Picciani também adquiriu 45 mil ações da Agrovás, empresa de Ludwig Amon e Rubens Porto, por R$400 mil, em 2001. No mesmo ano, comprou de ambos a Fazenda Carajás, de quase dez mil hectares, em São Félix do Araguaia, por R$400 mil. Para fins de recolhimento do Imposto Sobre a Propriedade Territorial Rural (ITR), avaliou a fazenda em R$2,1 milhões. Porém, com base nas cotações de imóveis rurais do site www.fazendasperon.com.br, técnicos da Receita concluíram que o valor da propriedade poderia variar até R$60 milhões.

Para adquirir a fazenda no Mato Grosso e as ações da Agrovás, o deputado ofereceu aos empresários algumas de suas propriedades em Rio das Flores: Sítio do Casal, por R$50 mil, Fazenda Saudade (R$300 mil), Sítio São Pedro do Abarracamento (R$50 mil) e Fazenda Santa Maria (R$350 mil). Ao todo, os imóveis trocados somaram R$750 mil.

Primeira eleição de Picciani foi em 1990

Picciani foi eleito pela primeira vez em 1990. Ele atuava politicamente nos bairros cariocas localizados nos limites da capital com Nilópolis. Conseguiu lançar-se candidato a deputado estadual pelo PDT, em dobradinha com Márcia Cibillis Vianna. Um de seus padrinhos era o então prefeito do Rio, Marcello Alencar. Desde então, Picciani foi eleito para cinco mandatos (1991-1995 e 1995-1999, pelo PDT; 1999-2003, 2003-2006 e a partir deste ano pelo PMDB).
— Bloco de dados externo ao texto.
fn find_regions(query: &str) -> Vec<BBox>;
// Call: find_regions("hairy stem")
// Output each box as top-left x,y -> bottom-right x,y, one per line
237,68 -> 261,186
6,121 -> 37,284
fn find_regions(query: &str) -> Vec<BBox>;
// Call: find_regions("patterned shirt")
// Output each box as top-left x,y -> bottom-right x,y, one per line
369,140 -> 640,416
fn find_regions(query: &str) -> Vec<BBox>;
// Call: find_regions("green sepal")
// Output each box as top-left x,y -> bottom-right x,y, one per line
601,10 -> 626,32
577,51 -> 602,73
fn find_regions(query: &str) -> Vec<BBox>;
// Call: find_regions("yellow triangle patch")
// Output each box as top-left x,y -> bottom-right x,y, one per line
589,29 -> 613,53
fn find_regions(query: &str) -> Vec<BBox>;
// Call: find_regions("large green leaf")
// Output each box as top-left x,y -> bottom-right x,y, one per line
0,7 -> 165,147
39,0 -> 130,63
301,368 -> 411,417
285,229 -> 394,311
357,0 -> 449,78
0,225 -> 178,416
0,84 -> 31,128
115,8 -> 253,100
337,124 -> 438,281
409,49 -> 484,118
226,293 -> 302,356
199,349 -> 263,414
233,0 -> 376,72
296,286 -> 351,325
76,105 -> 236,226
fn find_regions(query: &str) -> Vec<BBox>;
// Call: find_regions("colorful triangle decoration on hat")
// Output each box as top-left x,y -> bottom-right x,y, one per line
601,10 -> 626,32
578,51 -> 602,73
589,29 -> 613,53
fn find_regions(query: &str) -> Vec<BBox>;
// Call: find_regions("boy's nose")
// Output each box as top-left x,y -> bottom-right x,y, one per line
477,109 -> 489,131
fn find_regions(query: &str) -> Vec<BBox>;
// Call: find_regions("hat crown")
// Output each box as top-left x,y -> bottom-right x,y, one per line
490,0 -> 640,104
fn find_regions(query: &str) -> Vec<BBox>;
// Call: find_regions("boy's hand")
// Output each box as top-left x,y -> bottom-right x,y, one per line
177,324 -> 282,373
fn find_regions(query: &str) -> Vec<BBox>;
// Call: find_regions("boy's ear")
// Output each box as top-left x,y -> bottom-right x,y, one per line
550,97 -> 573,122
Jairo Souza Santos, o Coronel Jairo, teve movimentação financeira entre os anos de 2000 e 2002 dez vezes maior que sua renda declarada. Em relação a Renato Mello Júnior, a Receita identificou uma excessiva atribuição de aplicações como fonte de recursos auferidos, havendo indícios de acréscimo patrimonial não justificado pelos rendimentos declarados. A Receita também encontrou indícios de aquisições de imóveis em operações atípicas e não registradas no nome dele.
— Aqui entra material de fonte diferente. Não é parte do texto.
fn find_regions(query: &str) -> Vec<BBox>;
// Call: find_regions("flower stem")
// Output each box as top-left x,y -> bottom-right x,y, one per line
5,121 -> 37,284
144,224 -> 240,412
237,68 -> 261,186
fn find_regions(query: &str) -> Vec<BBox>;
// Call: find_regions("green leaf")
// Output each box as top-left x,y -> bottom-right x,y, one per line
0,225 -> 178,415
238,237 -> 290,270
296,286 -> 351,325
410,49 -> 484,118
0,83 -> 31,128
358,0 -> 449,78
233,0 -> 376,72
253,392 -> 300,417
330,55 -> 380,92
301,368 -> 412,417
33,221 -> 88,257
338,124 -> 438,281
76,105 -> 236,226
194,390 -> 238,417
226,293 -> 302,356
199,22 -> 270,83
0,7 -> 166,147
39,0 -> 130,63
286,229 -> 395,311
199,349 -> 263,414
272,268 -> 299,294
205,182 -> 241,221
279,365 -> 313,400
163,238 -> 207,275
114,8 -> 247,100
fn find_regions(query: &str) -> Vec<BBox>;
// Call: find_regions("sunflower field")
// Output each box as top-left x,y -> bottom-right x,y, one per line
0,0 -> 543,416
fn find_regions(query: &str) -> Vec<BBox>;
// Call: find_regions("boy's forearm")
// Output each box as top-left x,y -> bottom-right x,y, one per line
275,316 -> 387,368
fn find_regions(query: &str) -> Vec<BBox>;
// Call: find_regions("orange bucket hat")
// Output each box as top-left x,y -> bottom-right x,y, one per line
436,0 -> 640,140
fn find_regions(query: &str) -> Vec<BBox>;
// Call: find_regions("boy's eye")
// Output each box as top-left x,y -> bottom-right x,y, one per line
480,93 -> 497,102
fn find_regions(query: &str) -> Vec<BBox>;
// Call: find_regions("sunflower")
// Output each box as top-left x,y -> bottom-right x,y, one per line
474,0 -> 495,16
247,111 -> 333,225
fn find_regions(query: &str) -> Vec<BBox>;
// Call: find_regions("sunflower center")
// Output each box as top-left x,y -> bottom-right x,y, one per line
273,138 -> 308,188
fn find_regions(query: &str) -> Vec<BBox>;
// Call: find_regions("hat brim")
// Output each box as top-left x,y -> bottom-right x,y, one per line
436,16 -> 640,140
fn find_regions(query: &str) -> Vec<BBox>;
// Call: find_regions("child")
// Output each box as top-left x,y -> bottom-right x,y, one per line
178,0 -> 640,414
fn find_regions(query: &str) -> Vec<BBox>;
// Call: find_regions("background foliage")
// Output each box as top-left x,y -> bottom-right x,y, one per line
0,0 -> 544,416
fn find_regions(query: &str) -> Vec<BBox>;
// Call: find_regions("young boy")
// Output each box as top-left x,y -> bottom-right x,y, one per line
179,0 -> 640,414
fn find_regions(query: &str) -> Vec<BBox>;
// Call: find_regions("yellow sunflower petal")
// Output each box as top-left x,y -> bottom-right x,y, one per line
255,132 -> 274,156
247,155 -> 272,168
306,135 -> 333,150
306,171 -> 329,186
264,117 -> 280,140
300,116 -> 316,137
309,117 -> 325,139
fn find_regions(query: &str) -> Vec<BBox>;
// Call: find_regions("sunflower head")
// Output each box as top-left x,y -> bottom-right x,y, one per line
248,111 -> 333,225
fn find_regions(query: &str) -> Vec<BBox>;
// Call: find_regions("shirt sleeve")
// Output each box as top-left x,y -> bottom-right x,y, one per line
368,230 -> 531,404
Quanto ao deputado cassado André Luiz, os fiscais concluíram que houve um acréscimo patrimonial não justificado pelos rendimentos declarados, bem como excesso de movimentação financeira. Ele adquiriu no período analisado 14 imóveis que seriam a razão do patrimônio a descoberto constatado.
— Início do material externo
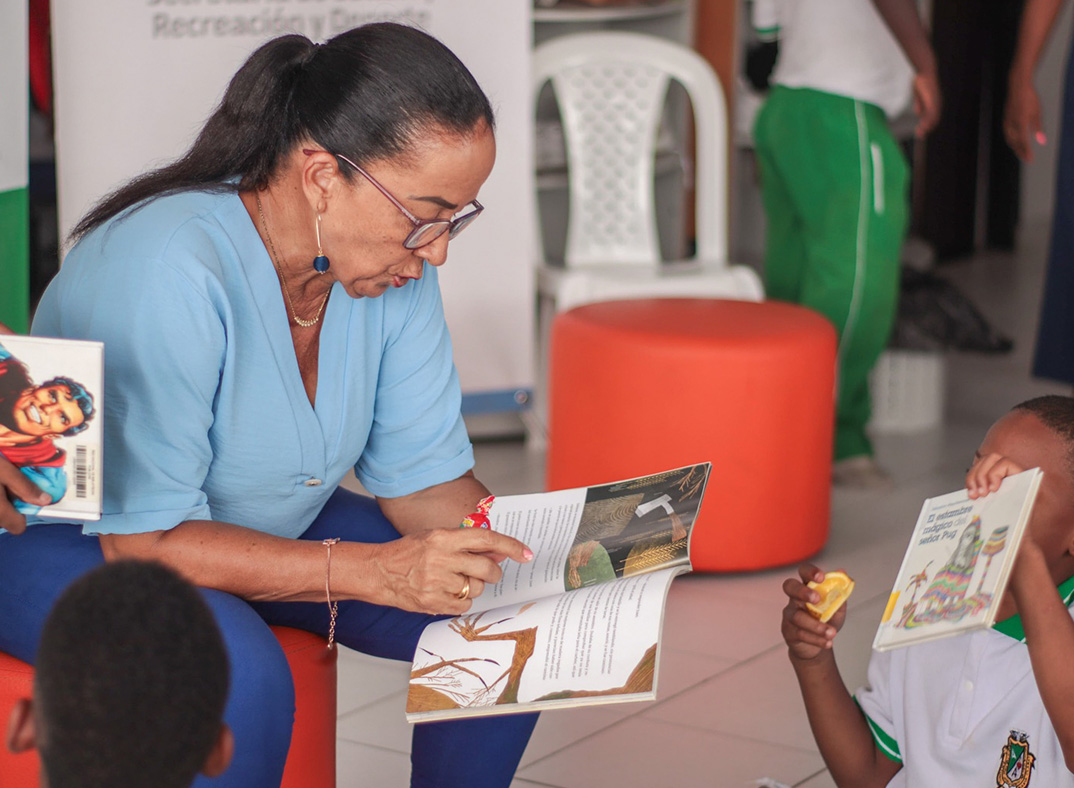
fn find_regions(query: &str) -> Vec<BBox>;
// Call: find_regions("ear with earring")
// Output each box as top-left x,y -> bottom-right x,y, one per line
313,213 -> 330,274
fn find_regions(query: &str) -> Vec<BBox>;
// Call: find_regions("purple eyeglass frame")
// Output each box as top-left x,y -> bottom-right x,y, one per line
302,148 -> 483,249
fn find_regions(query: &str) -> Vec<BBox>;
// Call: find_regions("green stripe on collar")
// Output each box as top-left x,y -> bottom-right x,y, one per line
993,574 -> 1074,642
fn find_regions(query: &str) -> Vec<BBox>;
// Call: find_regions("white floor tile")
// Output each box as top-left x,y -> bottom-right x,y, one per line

Em relação a Átila Nunes, foi constatado que houve movimentação financeira dez vezes superior ao valor dos rendimentos recebidos pelo político.

Da lista, Picciani, Brazão, Graça Pereira e Jairo foram reeleitos. Renato é vice-prefeito de Guapimirim, André Luiz trabalha na Câmara dos Vereadores, enquanto Átila e Sivuca estão afastados da vida pública.